Samolot wpadł do jeziora Siljan w Dalarnie w środkowej Szwecji. Na pokładzie znajdowało się dwóch obywateli niemieckich. Jedna osoba została znaleziona w wodzie i wyciągnięta na brzeg, ale nie udało się jej uratować.
Alarm o zdarzeniu został odebrany o godzinie 16.15 w poniedziałek. Miejsce zdarzenia znajduje się w północno-wschodniej części jeziora, w pobliżu miejscowości Sollerön. Policja początkowo stwierdziła, że na pokładzie znajdowały się dwie osoby, a wrak został znaleziony. Jedna osoba została znaleziona w wodzie i przewieziona do szpitala, ale wieczorem policja potwierdziła, że osoba ta zmarła.. Druga osoba wciąż jest poszukiwana.
Na miejscu zdarzenia trwają poszukiwania drugiej osoby oraz działania ratownicze. Na miejsce zdarzenia wezwano kilka służb ratowniczych oraz helikopter ratunkowy Administracji Morskiej.
„Świadkowie widzieli i słyszeli samolot, który rozbił się o jezioro Siljan.
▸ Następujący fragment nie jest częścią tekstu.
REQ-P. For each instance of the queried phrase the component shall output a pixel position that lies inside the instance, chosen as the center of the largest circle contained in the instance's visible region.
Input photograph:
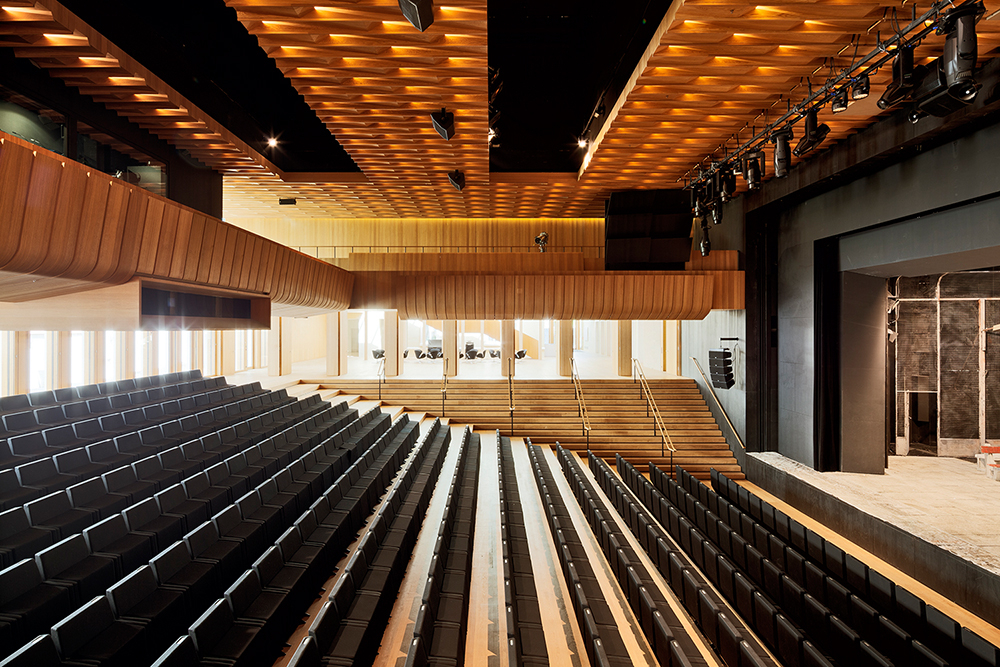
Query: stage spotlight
(706, 243)
(839, 103)
(861, 87)
(444, 123)
(902, 79)
(813, 135)
(961, 50)
(717, 212)
(420, 13)
(782, 152)
(753, 169)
Znaleźliśmy paliwo na powierzchni, a następnie człowieka i kilka fragmentów samolotu”, powiedział w wywiadzie dla telewizji SVT Anders Lännholm, kierownik akcji ratowniczej w Centrum Ratownictwa Morskiego i Lotniczego.
Zgodnie z informacjami podanymi do wiadomości, jest to mały samolot śmigłowy. Agencja informacyjna TT pisze, że samolot to dwusilnikowa amfibia Twin Bee, zarejestrowana w USA, co potwierdza policja. Samolot jest przystosowany do lądowania na wodzie.
Policja wszczęła wstępne dochodzenie w sprawie śmierci innej osoby, co jest rutynową częścią badania wypadków lotniczych.